Satinder Ahluwalia, Chief Financial Officer dan Direktur Bank Danamon mengatakan bahwa perseroan menerapkan prinsip kehati-hatian dalam penyaluran kredit.
“Strateginya antara lain lewat penerapan prosedur pengelolaan risiko yang pruden serta proses collection dan credit recovery yang disiplin,” katanya di Jakarta, Selasa (23/4/2019).
Rasio kredit bermasalah atau nonperforming loan (NPL) Bank Danamon tercatat di posisi 2,8% per kuartal I/2019. membaik dibandingkan dengan kondisi pada akhir kuartal I/2018 sebesar 3,2%.
Adapun rasio biaya kredit (cost of credit ratio) berada di posisi 2,4%, lebih rendah dibandingkan dengan akhir kuartal pertama 2019 sebesar 2,5%.

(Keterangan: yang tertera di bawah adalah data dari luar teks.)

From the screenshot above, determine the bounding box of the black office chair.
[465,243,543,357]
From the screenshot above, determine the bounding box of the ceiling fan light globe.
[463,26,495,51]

Lebih lanjut, Satinder mengatakan salah satu tantangan yang dialami bank adalah kenaikan suku bunga dana yang lebih tinggi dibandingkan tahun lalu. Perseroan meresponsnya dengan melakukan perubahan di sisi suku bunga kredit.
Akan tetapi perubahan tersebut dilakukan dengan prinsip kehati-hatian. Perseroan juga cenderung menahan kenaikan suku bunga kredit agar tidak membebani nasabah dan mengantisipasi dampaknya terhadap peningkatan rasio kredit bermasalah.
“Tahun lalu dan kuartal I ini kami lihat ada dampak cost of fund [CoF] yang cukup besar pada bisnis semua sektor. CoF sudah naik dari tahun lalu tapi kami belum bisa pass-on semua ke nasabah, karena akan berdampak pada kredit bermasalah. Sekarang NIM [net interest margin/margin bunga bersih] sudah mulai turun sedikit dan CoF juga sudah mulai stabil,” katanya.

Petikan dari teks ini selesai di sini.